The economy. In the late 1990s, the internet took off. Newer, energetic, younger start-ups were created, with owners who shunned the massive, oversized corporate campuses of their “old economy” counterparts. These new economy companies headed to the CBDs, where the smokestacks were all but gone, buildings were close to mass transit, and the area had a cool vibe. Though the early 2000s economic downturn shuttered many of these new economy companies, the desire for an urban workplace persisted.

Just a few years later, the United States (and world) went through the Great Recession of 2007-2009. In that period, the national economy shed a whopping 8.7 million jobs, leading to massive downsizing and abandoned corporate campuses. At this time, Pacific Towers had a great deal of vacancy, while the fate of Playa Vista was caught between environmental activists, developers and the city council.
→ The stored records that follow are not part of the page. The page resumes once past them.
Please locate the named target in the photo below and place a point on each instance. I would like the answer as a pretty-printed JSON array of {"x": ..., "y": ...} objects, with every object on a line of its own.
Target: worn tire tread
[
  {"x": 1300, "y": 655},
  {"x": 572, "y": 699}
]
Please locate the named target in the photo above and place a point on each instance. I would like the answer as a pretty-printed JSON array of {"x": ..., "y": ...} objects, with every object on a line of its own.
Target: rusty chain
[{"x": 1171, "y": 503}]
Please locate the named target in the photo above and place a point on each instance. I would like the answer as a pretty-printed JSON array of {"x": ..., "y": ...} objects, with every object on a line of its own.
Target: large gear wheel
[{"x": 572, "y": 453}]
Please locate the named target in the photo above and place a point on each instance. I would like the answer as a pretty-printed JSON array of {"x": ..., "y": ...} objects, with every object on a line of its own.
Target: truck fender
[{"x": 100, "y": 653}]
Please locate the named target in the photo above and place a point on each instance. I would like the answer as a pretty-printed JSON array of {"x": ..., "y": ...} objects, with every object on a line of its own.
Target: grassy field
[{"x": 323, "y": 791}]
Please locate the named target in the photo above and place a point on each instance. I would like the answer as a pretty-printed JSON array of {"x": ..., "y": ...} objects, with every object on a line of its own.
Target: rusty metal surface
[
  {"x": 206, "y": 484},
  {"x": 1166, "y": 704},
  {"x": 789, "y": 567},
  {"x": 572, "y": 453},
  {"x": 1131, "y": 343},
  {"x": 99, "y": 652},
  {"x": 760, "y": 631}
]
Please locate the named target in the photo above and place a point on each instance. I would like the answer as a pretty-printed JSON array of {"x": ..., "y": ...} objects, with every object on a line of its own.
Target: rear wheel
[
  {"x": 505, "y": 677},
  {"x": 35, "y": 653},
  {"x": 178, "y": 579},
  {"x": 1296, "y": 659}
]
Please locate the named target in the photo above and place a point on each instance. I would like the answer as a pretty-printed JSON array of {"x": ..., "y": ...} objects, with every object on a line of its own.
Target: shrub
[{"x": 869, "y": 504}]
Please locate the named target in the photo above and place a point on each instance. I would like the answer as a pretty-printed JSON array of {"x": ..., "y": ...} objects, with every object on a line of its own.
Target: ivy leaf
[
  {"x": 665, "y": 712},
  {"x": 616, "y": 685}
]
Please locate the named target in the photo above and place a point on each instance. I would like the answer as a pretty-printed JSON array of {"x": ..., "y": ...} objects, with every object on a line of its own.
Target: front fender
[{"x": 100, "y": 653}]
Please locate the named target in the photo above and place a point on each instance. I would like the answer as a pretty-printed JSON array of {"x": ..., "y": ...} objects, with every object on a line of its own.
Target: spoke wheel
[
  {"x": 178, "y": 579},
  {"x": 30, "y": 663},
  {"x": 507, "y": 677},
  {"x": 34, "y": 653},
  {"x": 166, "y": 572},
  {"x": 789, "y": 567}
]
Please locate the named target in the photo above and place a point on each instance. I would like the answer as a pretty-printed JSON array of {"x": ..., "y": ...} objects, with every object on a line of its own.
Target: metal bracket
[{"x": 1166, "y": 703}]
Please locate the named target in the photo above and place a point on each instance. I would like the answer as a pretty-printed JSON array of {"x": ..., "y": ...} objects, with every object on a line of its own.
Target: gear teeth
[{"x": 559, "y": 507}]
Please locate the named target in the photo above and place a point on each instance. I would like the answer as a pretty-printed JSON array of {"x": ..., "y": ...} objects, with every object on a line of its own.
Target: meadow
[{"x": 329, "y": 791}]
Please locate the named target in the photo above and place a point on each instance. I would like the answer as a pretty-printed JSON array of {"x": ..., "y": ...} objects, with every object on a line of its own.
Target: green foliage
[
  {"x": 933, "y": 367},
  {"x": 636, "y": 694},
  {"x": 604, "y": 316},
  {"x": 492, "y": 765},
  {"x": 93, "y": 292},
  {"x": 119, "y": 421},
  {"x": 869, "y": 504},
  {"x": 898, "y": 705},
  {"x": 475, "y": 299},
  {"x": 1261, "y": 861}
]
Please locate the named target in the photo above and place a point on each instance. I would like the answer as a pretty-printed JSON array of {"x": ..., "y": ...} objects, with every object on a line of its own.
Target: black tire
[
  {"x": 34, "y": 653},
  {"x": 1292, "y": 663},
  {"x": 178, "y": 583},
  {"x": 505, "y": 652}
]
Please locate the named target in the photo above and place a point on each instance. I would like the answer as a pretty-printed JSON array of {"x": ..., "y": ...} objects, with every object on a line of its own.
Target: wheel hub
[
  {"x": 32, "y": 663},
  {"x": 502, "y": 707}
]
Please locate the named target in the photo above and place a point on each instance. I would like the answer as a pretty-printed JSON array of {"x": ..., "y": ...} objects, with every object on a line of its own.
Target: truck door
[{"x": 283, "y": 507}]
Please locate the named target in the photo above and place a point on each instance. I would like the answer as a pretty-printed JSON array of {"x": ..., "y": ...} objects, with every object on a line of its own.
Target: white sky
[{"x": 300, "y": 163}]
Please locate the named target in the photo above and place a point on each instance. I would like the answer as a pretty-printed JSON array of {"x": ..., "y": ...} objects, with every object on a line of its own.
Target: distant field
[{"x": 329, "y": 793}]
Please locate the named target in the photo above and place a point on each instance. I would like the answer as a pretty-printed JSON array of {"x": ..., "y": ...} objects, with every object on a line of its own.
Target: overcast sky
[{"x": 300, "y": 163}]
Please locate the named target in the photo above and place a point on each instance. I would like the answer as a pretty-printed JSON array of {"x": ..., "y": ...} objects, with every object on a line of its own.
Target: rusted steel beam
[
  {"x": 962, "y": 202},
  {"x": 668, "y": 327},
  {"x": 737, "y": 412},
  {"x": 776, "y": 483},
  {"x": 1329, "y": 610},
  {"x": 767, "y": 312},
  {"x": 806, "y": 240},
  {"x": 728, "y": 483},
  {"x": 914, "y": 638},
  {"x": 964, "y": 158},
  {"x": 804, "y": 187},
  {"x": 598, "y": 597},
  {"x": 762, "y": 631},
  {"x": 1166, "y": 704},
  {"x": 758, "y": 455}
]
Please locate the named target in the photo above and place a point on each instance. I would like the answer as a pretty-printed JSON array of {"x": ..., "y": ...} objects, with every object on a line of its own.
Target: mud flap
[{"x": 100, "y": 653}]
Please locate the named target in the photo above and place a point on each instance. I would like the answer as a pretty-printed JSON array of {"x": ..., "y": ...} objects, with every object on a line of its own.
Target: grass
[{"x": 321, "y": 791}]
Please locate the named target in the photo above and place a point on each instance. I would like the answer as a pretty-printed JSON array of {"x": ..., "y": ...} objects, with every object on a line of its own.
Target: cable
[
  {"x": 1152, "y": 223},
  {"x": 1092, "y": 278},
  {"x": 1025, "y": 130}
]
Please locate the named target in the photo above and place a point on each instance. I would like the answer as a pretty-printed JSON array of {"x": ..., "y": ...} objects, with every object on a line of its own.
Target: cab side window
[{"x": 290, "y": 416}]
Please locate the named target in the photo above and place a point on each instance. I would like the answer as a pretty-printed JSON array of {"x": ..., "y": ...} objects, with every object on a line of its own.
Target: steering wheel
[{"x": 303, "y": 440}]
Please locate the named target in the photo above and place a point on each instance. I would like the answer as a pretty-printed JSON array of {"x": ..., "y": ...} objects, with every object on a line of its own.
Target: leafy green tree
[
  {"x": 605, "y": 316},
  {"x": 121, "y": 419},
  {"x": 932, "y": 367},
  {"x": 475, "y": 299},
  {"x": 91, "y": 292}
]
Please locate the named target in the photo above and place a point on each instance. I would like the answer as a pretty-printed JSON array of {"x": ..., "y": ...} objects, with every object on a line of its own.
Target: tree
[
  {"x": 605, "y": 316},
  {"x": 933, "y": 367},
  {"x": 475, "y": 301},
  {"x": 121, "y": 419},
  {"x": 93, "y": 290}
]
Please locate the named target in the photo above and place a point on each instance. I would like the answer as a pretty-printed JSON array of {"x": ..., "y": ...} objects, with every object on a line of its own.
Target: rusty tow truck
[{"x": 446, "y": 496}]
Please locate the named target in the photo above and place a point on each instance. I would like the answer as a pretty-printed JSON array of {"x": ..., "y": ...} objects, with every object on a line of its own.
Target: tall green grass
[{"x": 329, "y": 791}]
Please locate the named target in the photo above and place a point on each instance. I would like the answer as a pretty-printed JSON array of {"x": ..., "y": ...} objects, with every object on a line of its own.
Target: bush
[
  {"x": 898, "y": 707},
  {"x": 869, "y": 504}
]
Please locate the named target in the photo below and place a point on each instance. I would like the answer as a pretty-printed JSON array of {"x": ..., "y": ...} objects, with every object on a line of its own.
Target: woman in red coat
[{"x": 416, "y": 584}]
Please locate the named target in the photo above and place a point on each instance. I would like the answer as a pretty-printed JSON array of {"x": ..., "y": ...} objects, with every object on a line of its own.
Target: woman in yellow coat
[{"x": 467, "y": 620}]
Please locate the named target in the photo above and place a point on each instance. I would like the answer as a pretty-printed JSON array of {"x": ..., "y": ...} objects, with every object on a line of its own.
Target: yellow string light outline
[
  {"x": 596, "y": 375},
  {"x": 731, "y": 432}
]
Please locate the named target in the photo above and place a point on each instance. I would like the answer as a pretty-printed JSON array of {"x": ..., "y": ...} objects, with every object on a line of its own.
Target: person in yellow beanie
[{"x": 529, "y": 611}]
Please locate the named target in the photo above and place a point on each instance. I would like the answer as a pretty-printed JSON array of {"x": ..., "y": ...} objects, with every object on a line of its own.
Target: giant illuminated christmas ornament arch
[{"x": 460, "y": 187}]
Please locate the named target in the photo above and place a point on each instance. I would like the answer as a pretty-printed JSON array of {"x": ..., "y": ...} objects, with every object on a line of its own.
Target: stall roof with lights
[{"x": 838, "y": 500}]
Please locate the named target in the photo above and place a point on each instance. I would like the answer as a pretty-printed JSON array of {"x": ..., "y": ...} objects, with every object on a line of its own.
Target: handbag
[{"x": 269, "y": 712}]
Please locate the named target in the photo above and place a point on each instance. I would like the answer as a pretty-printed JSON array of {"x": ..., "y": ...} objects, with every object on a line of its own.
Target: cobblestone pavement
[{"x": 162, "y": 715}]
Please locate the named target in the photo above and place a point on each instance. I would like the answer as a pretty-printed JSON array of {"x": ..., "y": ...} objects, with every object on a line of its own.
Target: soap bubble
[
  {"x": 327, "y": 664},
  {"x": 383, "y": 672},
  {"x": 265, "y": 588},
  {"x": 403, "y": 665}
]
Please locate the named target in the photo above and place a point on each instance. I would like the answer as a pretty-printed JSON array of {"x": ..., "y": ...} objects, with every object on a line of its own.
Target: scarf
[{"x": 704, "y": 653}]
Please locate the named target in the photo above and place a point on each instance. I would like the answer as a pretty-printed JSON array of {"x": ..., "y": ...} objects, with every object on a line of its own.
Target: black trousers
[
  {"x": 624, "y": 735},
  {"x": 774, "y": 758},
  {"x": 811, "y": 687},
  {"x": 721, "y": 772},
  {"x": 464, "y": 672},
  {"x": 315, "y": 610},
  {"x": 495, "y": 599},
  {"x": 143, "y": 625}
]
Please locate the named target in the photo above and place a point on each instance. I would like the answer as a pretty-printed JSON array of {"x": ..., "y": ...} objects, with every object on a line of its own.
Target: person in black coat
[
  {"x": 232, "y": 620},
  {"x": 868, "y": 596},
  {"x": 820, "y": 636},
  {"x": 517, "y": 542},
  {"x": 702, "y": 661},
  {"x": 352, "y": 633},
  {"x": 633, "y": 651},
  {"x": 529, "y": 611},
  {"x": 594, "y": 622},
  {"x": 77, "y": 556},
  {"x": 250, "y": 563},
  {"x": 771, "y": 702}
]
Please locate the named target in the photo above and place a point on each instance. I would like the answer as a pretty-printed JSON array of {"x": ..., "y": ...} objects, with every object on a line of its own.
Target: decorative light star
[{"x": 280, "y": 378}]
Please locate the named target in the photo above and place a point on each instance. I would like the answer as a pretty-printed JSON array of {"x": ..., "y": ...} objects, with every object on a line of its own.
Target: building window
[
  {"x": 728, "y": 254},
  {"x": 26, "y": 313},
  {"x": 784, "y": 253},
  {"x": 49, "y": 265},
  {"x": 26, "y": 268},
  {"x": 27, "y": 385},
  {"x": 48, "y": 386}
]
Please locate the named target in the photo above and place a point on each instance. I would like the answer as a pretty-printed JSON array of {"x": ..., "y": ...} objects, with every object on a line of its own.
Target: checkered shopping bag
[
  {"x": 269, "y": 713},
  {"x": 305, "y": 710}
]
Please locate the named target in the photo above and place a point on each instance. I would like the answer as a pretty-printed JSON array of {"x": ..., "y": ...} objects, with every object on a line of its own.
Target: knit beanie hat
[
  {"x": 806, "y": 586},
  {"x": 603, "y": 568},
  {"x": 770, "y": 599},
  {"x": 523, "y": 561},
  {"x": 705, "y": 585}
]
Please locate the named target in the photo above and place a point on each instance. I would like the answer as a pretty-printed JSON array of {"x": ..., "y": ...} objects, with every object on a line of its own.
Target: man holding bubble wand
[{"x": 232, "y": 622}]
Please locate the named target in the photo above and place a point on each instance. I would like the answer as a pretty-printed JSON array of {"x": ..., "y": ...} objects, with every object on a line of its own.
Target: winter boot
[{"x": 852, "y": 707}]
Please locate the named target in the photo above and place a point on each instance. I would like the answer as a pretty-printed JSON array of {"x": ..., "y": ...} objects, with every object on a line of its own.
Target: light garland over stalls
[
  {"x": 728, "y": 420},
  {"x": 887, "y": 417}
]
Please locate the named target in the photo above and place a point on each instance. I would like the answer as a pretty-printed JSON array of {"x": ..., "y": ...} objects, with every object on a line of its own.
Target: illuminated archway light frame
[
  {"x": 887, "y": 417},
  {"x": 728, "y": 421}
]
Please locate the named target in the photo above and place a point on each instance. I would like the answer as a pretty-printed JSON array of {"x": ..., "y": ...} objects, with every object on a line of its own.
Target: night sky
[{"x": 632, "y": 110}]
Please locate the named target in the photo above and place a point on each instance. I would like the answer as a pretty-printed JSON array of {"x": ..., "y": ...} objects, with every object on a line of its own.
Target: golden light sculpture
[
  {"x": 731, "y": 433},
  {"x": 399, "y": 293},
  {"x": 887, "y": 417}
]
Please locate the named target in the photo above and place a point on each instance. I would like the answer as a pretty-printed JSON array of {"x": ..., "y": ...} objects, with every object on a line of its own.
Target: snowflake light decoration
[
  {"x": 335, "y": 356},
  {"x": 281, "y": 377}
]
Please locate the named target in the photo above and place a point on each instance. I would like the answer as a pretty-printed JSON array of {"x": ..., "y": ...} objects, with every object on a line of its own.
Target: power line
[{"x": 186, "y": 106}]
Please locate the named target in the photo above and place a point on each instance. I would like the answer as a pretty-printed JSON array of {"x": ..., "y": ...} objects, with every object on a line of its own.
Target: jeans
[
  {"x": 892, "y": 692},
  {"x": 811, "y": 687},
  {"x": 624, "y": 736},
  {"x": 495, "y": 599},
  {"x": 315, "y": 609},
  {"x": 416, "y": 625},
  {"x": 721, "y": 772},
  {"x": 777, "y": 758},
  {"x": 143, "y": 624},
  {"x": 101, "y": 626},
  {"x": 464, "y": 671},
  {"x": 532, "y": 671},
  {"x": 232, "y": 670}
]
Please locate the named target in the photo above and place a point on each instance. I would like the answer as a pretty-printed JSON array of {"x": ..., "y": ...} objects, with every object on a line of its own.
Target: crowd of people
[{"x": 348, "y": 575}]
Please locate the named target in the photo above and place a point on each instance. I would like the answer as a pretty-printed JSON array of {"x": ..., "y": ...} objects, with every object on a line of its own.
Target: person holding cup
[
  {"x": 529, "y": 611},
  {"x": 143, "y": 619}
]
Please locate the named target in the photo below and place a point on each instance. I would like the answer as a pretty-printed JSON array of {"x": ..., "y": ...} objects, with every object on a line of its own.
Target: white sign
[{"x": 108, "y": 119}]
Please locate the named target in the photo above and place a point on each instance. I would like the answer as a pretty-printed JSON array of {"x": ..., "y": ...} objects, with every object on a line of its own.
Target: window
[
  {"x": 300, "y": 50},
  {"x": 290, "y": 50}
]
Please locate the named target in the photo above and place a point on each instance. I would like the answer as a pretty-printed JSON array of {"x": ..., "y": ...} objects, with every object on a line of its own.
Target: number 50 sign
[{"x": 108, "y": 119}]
New urbanism. The new urbanism movement came out of a society that was tired of suburban sprawl and increasingly long commutes. New urbanism offered an appealing alternative; neighborhoods in which work, shopping and entertainment were within walking distance (or at the least, a short commute) from where people lived.

Millennials took to the idea of new urbanism, as did their baby boomer parents and grandparents. Both demographics liked renting living space (rather than owning), and liked being a short distance from neighborhood amenities.

Though space in CBDs was constrained for new urbanism projects, developers found they could repurpose vacated corporate campuses into urban nodes, complete with multitenant offices, entertainment, shopping and restaurants, and residences.

War for talent. Because the workforce is becoming smaller, corporations are fighting for the best and brightest. In some cases, they’ll move to where the talent is located. In other situations, they’ll be part of a community that provides a lot of amenities to attract workers. Playa Vista offers amenities similar to what can be found in Silicon Valley and San Francisco, and is more affordable.

El Segundo’s PCT also offers perks, which includes a variety of different types of workspaces, a shuttle to both downtown El Segundo and nearby Los Angeles International Airport, and on-site restaurants, fitness centers and gyms.

The Next Step
The Urbanist points out that some technology companies are moving toward new hybrids, in other words, “retrofitting car-dependent suburbia toward a more walkable and an efficient pattern . . .” Retrofitting such communities has its own challenges, as doing so is highly dependent on cultural change. Still, in the early going, such projects have done quite well.